Here, the author states a motivation for the notion of "completion of measure", in that if one defines a 1-D Lebesgue measure space: $(\mathbb{R}, \mathbf{B}, \lambda)$, then the naive product sigma algebra $\mathbf{B} \otimes\mathbf{B}$ would be incomplete.

They state an example, where if one had some $A\subset\mathbb{R}$ that were immeasurable (in the Lebesgue sense), then the evaluation of say, $\lambda^2(\{0\}\times A) = \lambda(\{0\})\cdot \lambda(A)$ would be undefined (since $A$ is immeasurable! It doesn't make sense to apply Lebesgue measure to this term).

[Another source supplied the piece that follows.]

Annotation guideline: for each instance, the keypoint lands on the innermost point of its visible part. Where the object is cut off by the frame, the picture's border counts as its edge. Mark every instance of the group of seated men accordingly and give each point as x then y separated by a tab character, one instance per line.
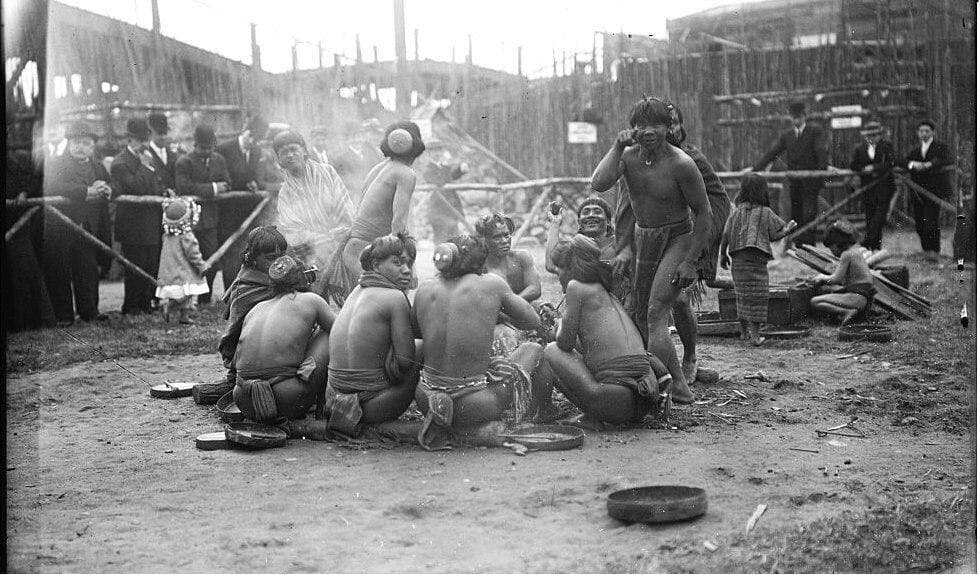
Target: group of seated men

As far as I can understand they appear to resolve this by paradox by stating that $\{0\}\times A \subset \{0\}\times \mathbb{R}$, and that it is possible to evaluate $\lambda^2(\{0\}\times \mathbb{R})$ instead (I assume using the convention that $0\cdot \infty = 0$). Dealing with $\{0\}\times \mathbb{R}$ instead seems to act like a kind of "extension" or "completion" to me intuitively to circumvent the evaluation of immeasurable-$A$.

Question:

1. Does the example even technically make sense? If we consider the Lebesgue measure space then $A$-immeasurable shouldn't be part of it no? Since we are only concerned with Lebesgue measurable $\sigma$-algebra? (even though I am aware that the subsets of Lebesgue sets can indeed be immeasurable e.g. Vitali sets). As far as I understand every set in the 1-D Lebesgue $\sigma$-algebra should be Lebesgue measurable, so how could we accidentally end up with immeasurable-$A$ in the product measure space?

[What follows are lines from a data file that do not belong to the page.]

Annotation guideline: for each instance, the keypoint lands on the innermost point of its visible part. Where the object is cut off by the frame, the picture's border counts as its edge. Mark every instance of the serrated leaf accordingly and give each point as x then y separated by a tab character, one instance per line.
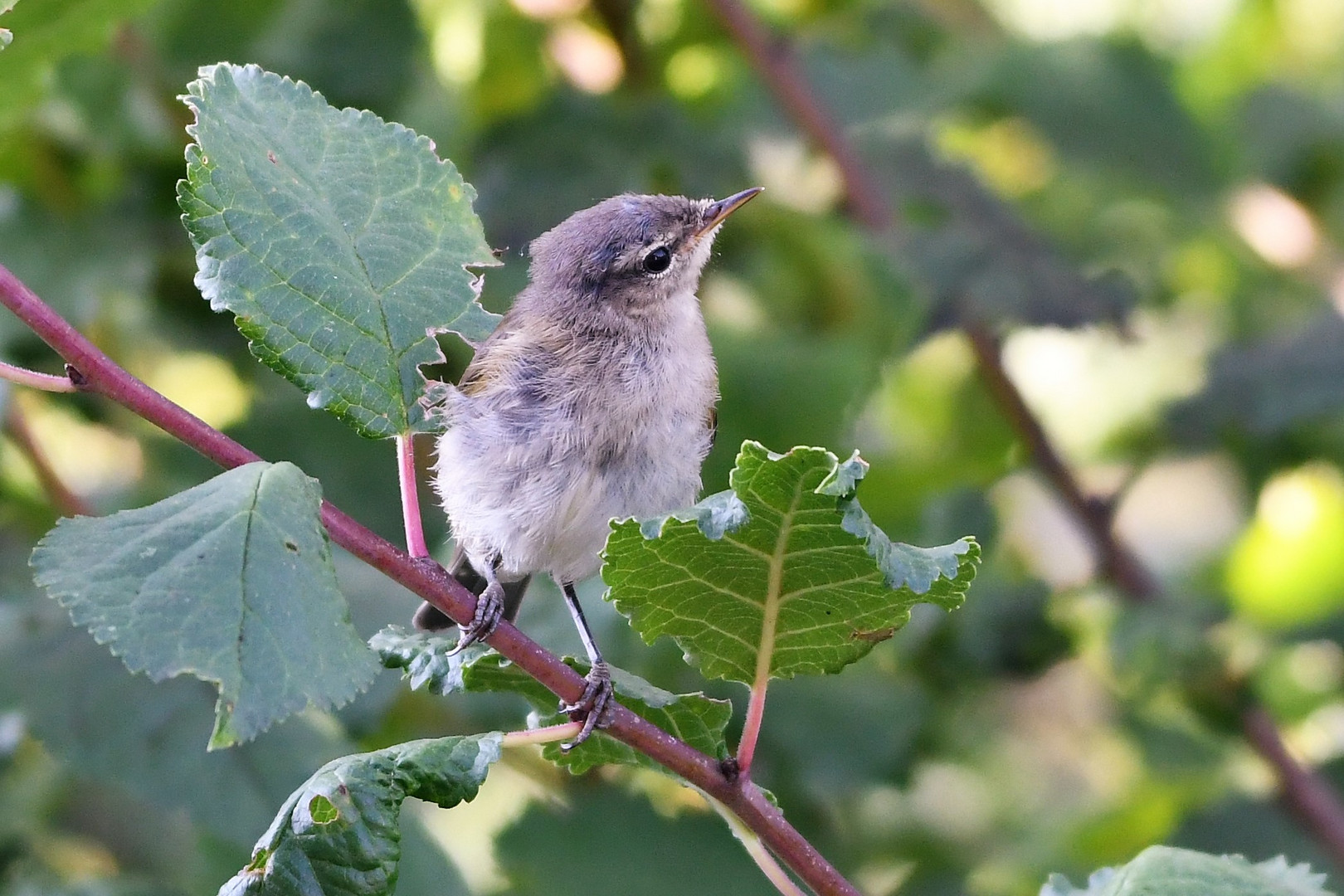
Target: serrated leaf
1164	871
802	582
339	835
339	241
429	663
230	582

2. Perhaps built on Q1. How does their proposed method for performing the completion "remove" the effect of these immeasurable subsets? It seems to be a method for making sure subsets of null sets should evaluate to zero (nothing to do with considering the immeasurable sets as far as I can tell?)

Answer 1

The motivation given in the Wikipedia article obfuscates the real reason for why we introduce complete measure spaces.

Suppose one constructs an outer measure $\mu^*$ on the measurable space $(X, \mathcal{P}(X))$, where $\mathcal{P}(X)$ is the power set of $X$. We say that a set $A \subset X$ is $\mu^*$-measurable if the Carathéodory condition holds: $$\mu^* (E) = \mu^*(E \cap A) + \mu^* (E \cap A^c)$$ for all $E \subset X$. If, $\mu^*(A) = 0$, then monotonicity of $\mu^*$ implies that $A$ and all its subsets are $\mu^*$-measurable. If $\mathcal{M}$ is the $\sigma$-algebra of $\mu^*$-measurable subsets of $X$, then $(X, \mathcal{M}, \mu^*)$ forms a complete measure space.

Oftentimes, however, one may wish to further restrict the $\sigma$-algebra $\mathcal{M}$ to a smaller, more manageable, one. For instance, one often defines Lebesgue measure on the Borel sets, as this measure space is compatible with the topology of the real line. However, one readily sees that the Borel $\sigma$-algebra is not complete (e.g. by observing that many subsets of the Cantor set are not Borel-measurable).

Behind those technical remarks are the real reason why we introduce completeness: sometimes it helps us avoid some pesky technical measurability details involving null sets! However, it does come at a cost: sometimes the completion of a $\sigma$-algebra is too unwieldy, as is the case with the Lebesgue $\sigma$-algebra.

With that motivation in mind let me answer your questions:

1. The example makes sense from the perspective that $\{0\} \times A$ being a "thin" set should have measure zero (indeed, it has outer measure zero being a subset of $\{0\} \times \mathbb{R}$). This motivation is something that can also be done in 1-dimension (cf. Borel vs Lebesgue $\sigma$-algebras). You also correctly point out that a Vitali set would not even be in the Lebesgue $\sigma$-algebra of $\mathbb{R}$. So really, what the example is actually showing is that the product of two complete $\sigma$-algebras need not be complete (i.e. $\mathcal{L}(\mathbb{R}) \otimes \mathcal{L}(\mathbb{R}) \neq \mathcal{L}(\mathbb{R}^2)$), rather than motivating completeness.
2. Their method is correct: you simply declare subsets of null sets to be null as well. This is the standard construction of the completion of a $\sigma$-algebra. As you correctly identify, this doesn't really say anything about general non-measurable sets.